Even in the time of Jesus hunger was a very real evil, but it is now a thousand times worse. There are in New York multitudes of men who can not get enough to feed their families. By starvation and poverty they are driven to desperation and when desperate the are dangerous to the community. To remedy the evil of their situation something must be done which no careless charity can do. Giving a man money that he has not earned only pushes him farther down the scale of manhood and makes the struggle to get up all the harder.
Again, the multitude is ignorant, and if Christ pitied and taught the ignorance of the people two thousand years ago, how would He feel in the terrible ignorance of New York? You ask, "Have they not public schools that will give them at least a saving conception of what an education is?" You think that the best schools are where they are most needed; but instead of this, as soon as the unlearned multitude comes to a neighborhood, the churches and schools forsake it. In the parts of New York where most is needed least is given.
Finally, Jesus pitied the multitude because they had no leader, and He lead then till he died. Never were leaders of men more needed than now. There is no nobler, no more satisfying work than that of helping and guiding mankind - men weary of all professions, however successful they may be; but there is no wearying of the feeling that you have helped some slipping soul to regain lost ground, or have even checked the slipping. This help must be the work of the young men. The older generation, with some bright exceptions, is deaf to any call for it. This call must come to the universities, with their intelligent, strong young men.
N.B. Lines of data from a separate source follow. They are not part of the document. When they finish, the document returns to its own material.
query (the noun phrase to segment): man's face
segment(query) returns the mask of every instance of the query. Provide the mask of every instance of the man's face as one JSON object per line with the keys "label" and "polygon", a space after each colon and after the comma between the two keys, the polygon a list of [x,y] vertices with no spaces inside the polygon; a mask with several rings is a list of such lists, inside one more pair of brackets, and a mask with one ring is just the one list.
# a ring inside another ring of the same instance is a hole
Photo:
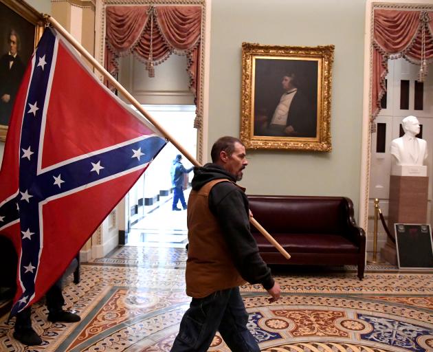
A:
{"label": "man's face", "polygon": [[16,36],[14,34],[9,37],[9,51],[12,55],[15,55],[15,54],[16,54]]}
{"label": "man's face", "polygon": [[282,80],[281,81],[281,85],[282,85],[282,89],[285,91],[287,91],[293,88],[293,85],[291,84],[293,78],[291,77],[289,77],[288,76],[285,76],[282,77]]}
{"label": "man's face", "polygon": [[247,165],[248,165],[248,161],[246,157],[245,147],[236,142],[234,143],[234,151],[230,156],[227,157],[224,168],[236,176],[238,181],[241,181],[243,176],[242,170]]}
{"label": "man's face", "polygon": [[421,131],[418,119],[413,119],[408,121],[406,124],[406,131],[417,135]]}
Shall these beautiful temples of learning educate men to love the true and the beautiful and to know good and evil only for their own sakes, or for the sake of the whole world?
Now how did Jesus show his pity for the poor, their hunger, their ignorance, and their lack of leaders? He had no patent remedy, no ingenious social reform schemes. He said: "Pray ye therefore the Lord of the harvest, that He will send forth laborers into the harvest." That is the only way to save the poor. There must be laborers and the labor is for college men. Will Harvard stand forth to its own glory for truth and justice and pity for the poor, or will it to its everlasting shame shrink back and let the poor take care of themselves?